Step 5. Set Up User Impersonation
When a user performs tasks in Intelligent Data Lake, the Data Integration Service connects to Hadoop services to access the data lake and perform the operation on behalf of the user. The Data Integration Service uses impersonation to pass the user account to Hadoop.
Configure user impersonation for Intelligent Data Lake based on the user access requirements of your organization.
You can configure user impersonation in the following ways:
- Using the Intelligent Data Lake user account to connect to Hadoop services
- You can configure the Data Integration Service to impersonate the user account logged in to the Intelligent Data Lake application. The user account logged in to Intelligent Data Lake must have user or group authorization to connect to the Hadoop services. To use this option, you must configure the Data Integration Service to use operating system profiles. You must assign the Intelligent Data Lake user account a default operating system profile with the Use the logged in user as Hadoop Impersonation User option selected.
- Using an authorized user account to connect to Hadoop services
- If the Intelligent Data Lake user accounts do not have logged authorization to connect Hadoop, you can configure the Data Integration Service to impersonate a specific authorized user. The impersonated user account must have authorization to connect to the data lake and the Hadoop services. To use this option, you must configure the Data Integration Service to use operating system profiles. The operating system profile must have the Use the specified user as Hadoop Impersonation User option selected and must specify the authorized user account to impersonate.
- Using the Hive connection user account to connect to Hadoop services
- If user access to the data lake does not require authorization or if all users have the same authorization, you do not need to set up operating system profiles to connect to the Hadoop services. The Data Integration Service connects to Hadoop services using the user account specified in the Hive connection object for Intelligent Data Lake.
To configure user impersonation for Intelligent Data Lake, perform the following steps:
- •Configure user impersonation in the Hadoop cluster.
- •Configure the user account in the Hive connection.
Configuring User Impersonation in the Hadoop Cluster
To enable the Data Integration Service to impersonate a user account on the Hadoop cluster, configure user impersonation in Hadoop. Set up the user account that runs the Data Integration Service as a proxy user in Hadoop.
The Hadoop configuration file core-site.xml defines the proxy user accounts that can impersonate other users. You can set the properties directly in the configuration file or use the Hadoop management tool for your Hadoop distribution to set the properties.
In the core-site.xml file, the following properties specify the impersonation settings:
- hadoop.proxyuser.<user account>.groups
- Defines the groups that a user account can impersonate. The user account can impersonate any member of the groups that you specify.

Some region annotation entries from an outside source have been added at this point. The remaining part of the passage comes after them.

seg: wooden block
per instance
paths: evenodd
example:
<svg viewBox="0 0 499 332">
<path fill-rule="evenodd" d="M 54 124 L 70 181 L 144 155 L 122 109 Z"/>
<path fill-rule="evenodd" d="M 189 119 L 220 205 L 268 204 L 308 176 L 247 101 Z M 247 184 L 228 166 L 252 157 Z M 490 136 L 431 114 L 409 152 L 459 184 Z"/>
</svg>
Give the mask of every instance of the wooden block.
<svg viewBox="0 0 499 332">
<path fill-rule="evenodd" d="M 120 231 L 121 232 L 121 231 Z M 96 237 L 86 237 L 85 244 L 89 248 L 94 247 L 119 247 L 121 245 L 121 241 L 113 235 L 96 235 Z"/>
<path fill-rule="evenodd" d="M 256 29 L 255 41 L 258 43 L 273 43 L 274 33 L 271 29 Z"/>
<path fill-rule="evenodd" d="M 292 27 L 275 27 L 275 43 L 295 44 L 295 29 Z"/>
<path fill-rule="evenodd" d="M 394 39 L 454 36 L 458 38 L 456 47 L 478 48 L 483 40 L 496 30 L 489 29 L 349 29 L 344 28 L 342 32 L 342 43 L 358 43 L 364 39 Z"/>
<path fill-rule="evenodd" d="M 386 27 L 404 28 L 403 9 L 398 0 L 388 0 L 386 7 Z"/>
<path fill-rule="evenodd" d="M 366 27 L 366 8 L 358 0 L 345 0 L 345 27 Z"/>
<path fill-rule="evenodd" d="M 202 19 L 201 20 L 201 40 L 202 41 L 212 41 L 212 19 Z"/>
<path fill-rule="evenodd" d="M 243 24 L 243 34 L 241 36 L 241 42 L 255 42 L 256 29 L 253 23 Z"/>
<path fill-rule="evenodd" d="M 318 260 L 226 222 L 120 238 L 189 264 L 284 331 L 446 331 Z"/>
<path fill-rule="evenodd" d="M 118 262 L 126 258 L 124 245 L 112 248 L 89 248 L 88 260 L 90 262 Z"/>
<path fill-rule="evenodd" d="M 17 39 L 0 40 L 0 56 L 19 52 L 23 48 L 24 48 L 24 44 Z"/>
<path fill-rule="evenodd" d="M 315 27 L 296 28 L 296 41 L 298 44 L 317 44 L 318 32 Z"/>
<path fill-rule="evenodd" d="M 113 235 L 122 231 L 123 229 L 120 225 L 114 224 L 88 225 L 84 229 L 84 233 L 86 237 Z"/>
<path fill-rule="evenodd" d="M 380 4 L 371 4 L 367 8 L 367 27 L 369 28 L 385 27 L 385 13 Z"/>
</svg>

- hadoop.proxyuser.<user account>.hosts
- Defines the machines that a user account can connect from to impersonate the members of a group. The host machine you specify must be a machine where the Data Integration Service runs.
For more information about how to enable user impersonation in the Hadoop cluster, see the documentation for your Hadoop distribution.
Configuring the User Account in the Hive Connection
The Hive connection object defines the Data Integration Service user account that can impersonate Intelligent Data Lake users. Set the user name in the Hive connection object you use to connect to the data lake.
1. In the Administrator tool, click ManageConnections.
2. In the Navigator, select the Hive connection to the data lake.
3. In the properties view, edit the Common Attribute to Both the Modes section.
The Edit Common Attribute to Both the Modes dialog box appears.
4. Set the user name and password for the Data Integration Service user account you want to use to impersonate Intelligent Data Lake users.
The user account must be the user account specified for user impersonation in the Hadoop cluster.
5. Click OK.
For more information about connection objects and the Hive connection properties, see the Informatica Administrator Guide.